Frische Luft tut gut – das weiß jedes Kind. Doch für die Luftqualität in Österreichs Schulen gibt es meist ein glattes „ungenügend“. Denn ohne effiziente Belüftung steigt der CO2-Gehalt im Klassenzimmer schon nach kurzer Zeit an, Konzentration und Wohlbefinden sinken. Die Folgen können bis hin zu verminderter Leistungsfähigkeit reichen. Die negativen Auswirkungen für Lehrer:innen und Schüler:innen erstrecken sich von einer reduzierten Konzentration und Leistungsfähigkeit bis hin zu gesundheitlichen Beeinträchtigungen durch ein signifikant erhöhtes Risiko von Infektionen.
Damit muss jetzt Schluss sein!
Unsere Forderung:
Gute Raumluft mit einer maximalen CO2-Konzentration von 1.000 ppm* muss in der Gesetzgebung verankert werden! Sie ist die Voraussetzung für das gesunde Leben und Lernen unserer Kinder und darf kein Luxus sein!
*1.000 ppm heißt, dass 1.000 Teile CO2 pro 1 Million Teile Luft (ppm = parts per million) nicht überschritten werden darf
Deshalb fordern wir weniger CO2 in Klassenzimmer für mehr:

  • Gesundheit: Schutz vor Viren und Infektionen
  • Leistung: Konzentrations- und Leistungsvermögen
  • Nachhaltigkeit: Energieeffizientes Heizen und Lüften

Denn Studien belegen:

  • 10–20 % mehr Fehlzeiten bei schlechter Luft
  • 2 % weniger Fehler und 12 % schnellere Denkleistung bei guter Raumluft
  • sowie 15 % schnellere Worterkennung, 8 % besseres Bildgedächtnis, 2 % genauere Antworten bei ausreichender Frischluftzufuhr

Quellen:

  • D.G. Shendell: Association between classroom CO2 concentrations and student attendance (USA, 2004).
  • Pawel Wargocki et al.: The relationship between classroom air quality and childrens´s performance in school (Denmark, 2020).
  • Zolt Bakó Biró: Ventilation-Rates in Schools and Pupils performance (UK, 2011).

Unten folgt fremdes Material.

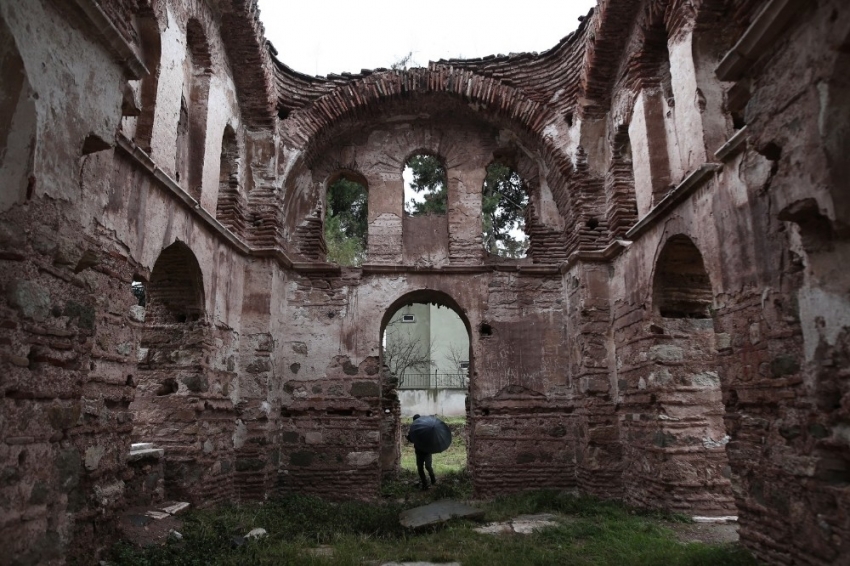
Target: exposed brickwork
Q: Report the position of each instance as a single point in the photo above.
(677, 337)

Wir wollen etwas TUN – anstatt nur darüber zu REDEN. Investieren wir in gesunde Raumluft in Schulen.

Reason

Der Luftbedarf pro Person und Stunde beträgt ca. 25 m3. Ein durchschnittlicher Klassenraum ohne Frischluftzufuhr deckt somit nur den Bedarf von 7 Schülerinnen und Schülern. Dabei sollte ein Grenzwert von 1.000 ppm CO2 nicht überschritten werden. Ein regelmäßiger Luftaustausch ist somit unerlässlich für ein gesundes Raumklima.
Konventionelles Fensterlüften reicht meist nicht aus und bringt gravierende Nachteile mit sich:

  • Wärme-/Energieverlust
  • Störung des Unterrichts (Ablenkung, Außenlärm)
  • zu wenig Luftaustausch
  • aus Sicherheitsgründen nicht immer möglich
  • belastete Außenluft z. B. durch Straßenverkehr

Die gesetzliche Verankerung von Standards für Raumluftqualität und effiziente Lüftungssysteme schafft eine klare rechtliche Grundlage und stellt sicher, dass alle Schulen die Anforderungen an eine gesunde Innenraumluft erfüllen müssen.
Wir wollen die wissenschaftlichen Erkenntnisse anerkannter Institutionen der Öffentlichkeit zugänglich machen und damit die Verantwortung der Entscheidungsträger unterstreichen, Gebäude nach festgelegten Kriterien zu planen und zu zum Schutz der Schulkinder und des Lehrpersonals.
Wir wollen Österreichs Schulen zu den bestmöglichen Lehr- und Lernumgebungen machen, in denen Gesundheit, Leistung und Nachhaltigkeit im Vordergrund stehen.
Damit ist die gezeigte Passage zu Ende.